DoTA-seq data analysis for natural microbial communities

Using DoTA-seq on communities of unknown composition presents unique data analysis opportunities and challenges. The ability to target multiple loci in a single cell presents the opportunity to simultaneously target multiple marker genes with short read sequencing to obtain more accurate taxonomic classifications; however, traditional pipelines for analysis of microbial taxonomic marker genes do not readily accommodate the single-cell barcoded data format. Marker genes originating from the same droplet should represent a single species. Leveraging this knowledge, we can first group marker gene reads by similarity for each droplet and build a consensus sequence for each group to correct for sequencing/PCR errors. We can then perform taxonomic classification for each droplet by using each consensus sequence for each droplet. We identify multiencapsulated droplets as those that contain representative marker genes that represent distinct taxa. Thus far, we have implemented a proof-of-principle version of this analysis workflow for our natural microbial community datasets.

First, reads were filtered for barcode quality score using a standard DoTA-seq script (R4-parser.ipynb).

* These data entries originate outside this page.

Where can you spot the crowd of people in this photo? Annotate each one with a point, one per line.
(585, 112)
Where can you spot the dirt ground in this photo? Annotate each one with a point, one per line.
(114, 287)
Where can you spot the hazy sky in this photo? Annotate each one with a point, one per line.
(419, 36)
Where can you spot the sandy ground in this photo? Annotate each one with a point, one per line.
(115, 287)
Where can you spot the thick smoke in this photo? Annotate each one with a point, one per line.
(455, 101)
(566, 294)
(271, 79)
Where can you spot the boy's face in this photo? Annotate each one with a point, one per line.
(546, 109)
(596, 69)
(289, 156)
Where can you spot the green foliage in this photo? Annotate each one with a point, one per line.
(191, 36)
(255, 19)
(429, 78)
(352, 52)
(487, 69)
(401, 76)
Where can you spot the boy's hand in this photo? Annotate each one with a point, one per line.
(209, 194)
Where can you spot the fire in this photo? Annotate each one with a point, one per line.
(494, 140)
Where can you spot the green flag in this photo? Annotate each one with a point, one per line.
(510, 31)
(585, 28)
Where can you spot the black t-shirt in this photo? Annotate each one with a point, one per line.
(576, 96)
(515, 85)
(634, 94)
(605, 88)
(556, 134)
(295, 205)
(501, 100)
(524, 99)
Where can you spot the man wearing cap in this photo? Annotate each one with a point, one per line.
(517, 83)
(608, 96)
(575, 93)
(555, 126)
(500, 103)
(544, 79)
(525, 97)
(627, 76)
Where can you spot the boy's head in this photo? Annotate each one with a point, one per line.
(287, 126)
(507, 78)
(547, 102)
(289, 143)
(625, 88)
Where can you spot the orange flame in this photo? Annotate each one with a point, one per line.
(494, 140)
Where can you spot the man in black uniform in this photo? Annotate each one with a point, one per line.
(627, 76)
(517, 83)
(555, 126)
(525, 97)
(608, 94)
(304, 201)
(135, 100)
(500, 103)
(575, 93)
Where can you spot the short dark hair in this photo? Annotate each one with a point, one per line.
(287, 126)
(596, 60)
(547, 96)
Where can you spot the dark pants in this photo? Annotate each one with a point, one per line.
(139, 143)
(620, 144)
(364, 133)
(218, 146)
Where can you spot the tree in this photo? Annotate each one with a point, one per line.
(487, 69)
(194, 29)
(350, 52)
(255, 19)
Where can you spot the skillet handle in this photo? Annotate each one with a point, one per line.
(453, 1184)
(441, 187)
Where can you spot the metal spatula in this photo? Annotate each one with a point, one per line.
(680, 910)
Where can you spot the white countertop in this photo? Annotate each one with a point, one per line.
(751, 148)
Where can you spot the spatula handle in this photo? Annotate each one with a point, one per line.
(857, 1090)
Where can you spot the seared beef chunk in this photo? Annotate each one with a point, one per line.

Then, sequences were converted from ‘fastq’ to ‘fasta’ format with a minimum quality of Q20 using Seqtk (https://github.com/lh3/seqtk). Next, potential chimeras were filtered using USEARCH v.11.0.667_i86linux32 using ‘silva_132_97_16S.fna’ from the ‘SlLVA_132_QllME_release’39 as the reference using ‘sensitive’ mode. Then operational taxanomic units (OTUs) for all chimera-filtered sequences were generated using MMseqs2 v13.45111 (ref. 40) with the settings of ‘–min-seq-id 0.97 -c 0.95–cov-mode 1’. Then, the OTU representative sequences were searched against ‘silva_132_99_16S.fna’ from the ‘SILVA_132_QIIME_release’39 using BLASTN with the settings of ‘-evalue 0.001 -perc_identity 90 -max_target_seqs 1’. The final taxonomy hits were filtered by the criterion of sequence identity ≥95% and query coverage ≥90%. Target genes (non-taxonomic markers) were identified using a database containing those genes and aligned using Bowtie2 as described in the standard DoTA-seq analysis workflow. The results of taxonomic classification of 16S OTU BLAST and target gene alignment with Bowtie2 are combined into one dataset and analyzed in a Jupyter notebook (Unknown-sample-analysis.ipynb). Supplementary Fig. 1 provides a flowchart depicting this pipeline.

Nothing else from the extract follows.